Channel9.id-Jakarta. Survei karakter mesti dilakukan terhadap para siswa, dari jenjang SD hingga SMA. Demikian keterangan Menteri Pendidikan dan Kebudayaan (Mendikbud) Nadiem Makarim.
“[Survei karakter] ini keharusan. Jadi kalau kita tidak melakukan survei karakter kita tidak mengetahui kondisi keamanan, kerukunan hingga akhlak dari murid kita,” ujar Nadiem setelah menghadiri Rapat Koordinasi dengan Kepala Dinas Pendidikan Seluruh Indonesia, (11/12).
Nadiem mengatakan survei ini bukan berbentuk tes. Nantinya akan disiapkan alat ukur yang sulit untuk diakali oknum.
“Kalau survei ya survei, jadinya survei itu akan kita buat dengan cara yang akan sangat sulit untuk dipermainkan,” ujarnya.
Untuk survei tersebut, lanjut Nadiem, akan dipersiapkan beberapa pertanyaan yang sifatnya cenderung lebih personal. Kebanyakan pertanyaan meminta pandangan atau opini terhadap sesuatu yang berhubungan dengan negara dan pendidikan.
“Pertanyaan yang personal saja mengenai apa opininya mengenai topik gotong royong, Bhineka Tunggal Ika, tapi bukan gotong royong. Bhineka tunggal ika yang ditanya tapi esensinya, behaviour-nya.

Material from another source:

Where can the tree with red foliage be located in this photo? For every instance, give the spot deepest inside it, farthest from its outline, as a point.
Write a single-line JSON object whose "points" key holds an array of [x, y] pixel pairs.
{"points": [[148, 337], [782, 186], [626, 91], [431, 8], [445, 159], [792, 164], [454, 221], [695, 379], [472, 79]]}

Pengertian asas Pancasila, jadi enggak ditanya tentang sila. Sama sekali enggak,” papar Nadiem.
Diberitakan sebelumnya, Nadiem akan menghapuskan Ujian Nasional (UN), mulai 2021 mendatang. Nadiem akan mengganti UN dengan sistem Asesmen Kompetensi Minimum dan Survei Karakter.
Selain itu, sistem survey karakter tak bukan dilaksanakan di akhir jenjang pendidikan SD, SMP, atau SMA melainkan digelar selama bersekolah.
“Jadinya itu tidak bisa digunakan sebagai alat seleksi siswa,” kata dia.
Menurutnya, selama ini UN yang telah telah banyak disalahgunakan dan kehilangan arti sesungguhnya dari pelaksanaan ujian tersebut.
Mulanya, UN ini digelar untuk memberikan penilaian terhadap sekolah, bukan untuk mengukur kemampuan siswa atau bahkan memberi penilaian dan untuk ujian kelulusan.
“Sekarang itu kan yang dihukum itu siswanya kalau angkanya tidak baik, padahal itu maksudnya asesmen tingkat nasional itu, bukan itu, bukan siswa yang diukur,” ujar Nadiem.
Maka dari itu, dia berupaya akan mengembalikan esensi dari asesmen kompetensi minimum sebagai pengganti ujian nasional tersebut.
“Jadi kita kembalikan ke asalnya adalah untuk penilaian sekolah penilaian sistem pendidikan. Itu makanya dilakukan di tengah jenjang dan alasan keduanya adalah agar itu memberikan waktu untuk sekolah itu dan guru-guru itu melakukan perbaikan,” tutur Nadiem.